On this day, 70 years ago, a great darkness was lifted from Europe.
My father was there, and I have often shared his stories from the war. Strangely, he had nothing to tell me of VE day, merely that he was there when it ended.
The Canadians had formed a loose truce with the Germans in the Netherlands so they could get food to the starving Dutch people on both sides of the front. The Dutch to this day remember and are grateful to the Canadians for their liberation.
The armies of the allies were made up of ordinary men who became citizen soldiers, Cincinnatus to a man, who rose from their job, and their family, went overseas, and returned home to their families and job to resume their lives. Many didn't get a chance to carry on, and many couldn't carry on when given the chance. To them our generation and generations to come owe a debt of gratitude that cannot and never shall be repaid, and yet almost every vet I know shrugs off an label of hero, and merely says that they were doing a job, doing what everyone else did, and that the real heroes were the ones who never made it back.
They shall grow not old, as we that are left grow old:
Age shall not weary them, nor the years condemn.
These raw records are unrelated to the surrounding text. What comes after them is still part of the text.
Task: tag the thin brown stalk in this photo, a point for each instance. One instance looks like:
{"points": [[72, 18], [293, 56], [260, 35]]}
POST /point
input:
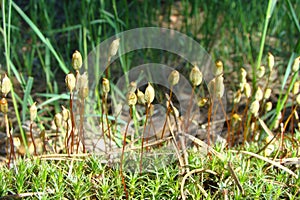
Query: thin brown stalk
{"points": [[142, 145], [32, 140], [81, 131], [226, 118], [72, 134], [122, 154], [167, 113], [189, 110], [11, 141]]}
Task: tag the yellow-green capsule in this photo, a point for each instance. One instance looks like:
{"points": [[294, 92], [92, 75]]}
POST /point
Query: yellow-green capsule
{"points": [[4, 106], [149, 94], [70, 81], [196, 76], [6, 85], [76, 60], [173, 78], [33, 112]]}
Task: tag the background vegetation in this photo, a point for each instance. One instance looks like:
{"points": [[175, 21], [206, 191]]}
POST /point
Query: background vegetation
{"points": [[41, 36]]}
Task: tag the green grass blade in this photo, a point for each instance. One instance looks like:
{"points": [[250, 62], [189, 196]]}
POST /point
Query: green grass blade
{"points": [[270, 9], [296, 21], [42, 37], [26, 97]]}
At the going down of the sun and in the morning,
We will remember them.
We shall remember them.,
In history, it was common to honour heroes with statues and tributes. Their faces would be carved in stone and painted on canvas, remembered in poetry and song. In our age we build statues of nothing, to nothing. Our poetry is gibberish, our paintings splatters and our songs mere noise. We have little art left to us to honour them. And yet, it was not always so. There are a few works made for these men. .It was in honour of these citizen soldiers that Aaron Copeland composed his most famous work, The Fanfare for the Common Man,.
Always remember these men and what they have done for us.